Hey everyone, We’ve just rolled out an important update to the evaluation system for the African Trust & Safety LLM Challenge, and we wanted to share what’s changing and what it means for you.
What’s new in the evaluator
Stronger authenticity checks Submissions are now evaluated more rigorously to ensure that model responses are credible, reproducible, and actually plausible for the target model.
Better handling of repeated attacks Duplicated attacks will no longer inflate scores - we now reward quality and diversity over quantity
Improved language consistency checks Submissions must clearly align prompt language, response language, and metadata
New scoring component: Execution Authenticity We now explicitly score how believable and reproducible your results are
Stricter evidence requirements High scores now require clear, strong demonstrations of safety failures - not just suggestive or partial outputs.
Rescoring of submissions Because of these changes, all submissions will be re-scored using the updated evaluation method.

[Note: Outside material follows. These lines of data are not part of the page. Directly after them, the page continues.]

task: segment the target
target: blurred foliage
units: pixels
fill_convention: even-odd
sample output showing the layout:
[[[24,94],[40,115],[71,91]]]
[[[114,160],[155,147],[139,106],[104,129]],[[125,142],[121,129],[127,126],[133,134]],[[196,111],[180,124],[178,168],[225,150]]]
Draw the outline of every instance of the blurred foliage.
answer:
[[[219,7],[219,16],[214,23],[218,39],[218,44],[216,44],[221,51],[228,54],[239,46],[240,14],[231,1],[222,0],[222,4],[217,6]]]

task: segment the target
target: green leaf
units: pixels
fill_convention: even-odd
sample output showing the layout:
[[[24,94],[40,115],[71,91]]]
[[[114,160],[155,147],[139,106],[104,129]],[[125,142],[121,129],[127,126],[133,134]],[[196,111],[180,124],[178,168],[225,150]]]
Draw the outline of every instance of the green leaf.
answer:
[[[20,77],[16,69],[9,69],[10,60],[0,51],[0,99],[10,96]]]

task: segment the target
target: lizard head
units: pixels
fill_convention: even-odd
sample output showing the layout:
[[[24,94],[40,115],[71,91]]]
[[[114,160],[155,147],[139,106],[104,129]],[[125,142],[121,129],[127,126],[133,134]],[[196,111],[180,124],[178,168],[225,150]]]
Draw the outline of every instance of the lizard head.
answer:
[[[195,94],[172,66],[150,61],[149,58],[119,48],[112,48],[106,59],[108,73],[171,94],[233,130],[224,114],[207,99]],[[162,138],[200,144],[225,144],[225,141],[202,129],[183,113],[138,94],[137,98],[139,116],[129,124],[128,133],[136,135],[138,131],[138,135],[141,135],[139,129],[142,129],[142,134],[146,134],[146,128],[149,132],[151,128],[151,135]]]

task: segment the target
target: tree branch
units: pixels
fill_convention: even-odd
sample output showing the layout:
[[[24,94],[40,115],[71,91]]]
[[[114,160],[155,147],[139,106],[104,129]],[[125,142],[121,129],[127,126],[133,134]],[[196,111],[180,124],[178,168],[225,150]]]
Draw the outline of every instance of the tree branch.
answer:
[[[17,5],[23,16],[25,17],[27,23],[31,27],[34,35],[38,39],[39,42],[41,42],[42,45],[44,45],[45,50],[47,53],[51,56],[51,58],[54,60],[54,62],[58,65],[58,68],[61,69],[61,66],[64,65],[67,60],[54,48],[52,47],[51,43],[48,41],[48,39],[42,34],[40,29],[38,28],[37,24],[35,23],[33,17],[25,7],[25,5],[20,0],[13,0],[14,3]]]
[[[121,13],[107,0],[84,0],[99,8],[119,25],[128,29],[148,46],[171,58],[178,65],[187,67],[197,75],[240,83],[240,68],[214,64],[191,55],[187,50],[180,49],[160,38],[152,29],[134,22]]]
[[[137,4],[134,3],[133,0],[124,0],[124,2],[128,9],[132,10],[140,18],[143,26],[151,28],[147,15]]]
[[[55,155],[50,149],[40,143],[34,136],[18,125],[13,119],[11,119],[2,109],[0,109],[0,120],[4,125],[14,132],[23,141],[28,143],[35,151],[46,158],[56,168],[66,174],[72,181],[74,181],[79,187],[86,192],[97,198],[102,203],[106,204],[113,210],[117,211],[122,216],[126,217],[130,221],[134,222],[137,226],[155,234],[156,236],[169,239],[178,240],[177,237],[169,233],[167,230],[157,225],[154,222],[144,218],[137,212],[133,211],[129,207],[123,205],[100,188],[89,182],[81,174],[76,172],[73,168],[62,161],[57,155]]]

This means you may see score changes (up or down) on the leaderboard. The updated scores will better reflect true attack quality and impact. We believe this update makes the challenge more fair and better aligned with real-world AI safety evaluation. If you have any questions, feel free to drop them here! Good luck, and we’re excited to see your improved submissions.
since there's a scoring update will there be a reset on the submission limit
No... I dont think so
well that's a bummer one more thing when will the new scores be calculated so we know if we're on the right path or not the goal is to know if the mismatch or bad description of the attack lowers the score or the prompt and the response itself is what's more important than structure
Thanks for the feedback. We've increased the total submission limit given the changes.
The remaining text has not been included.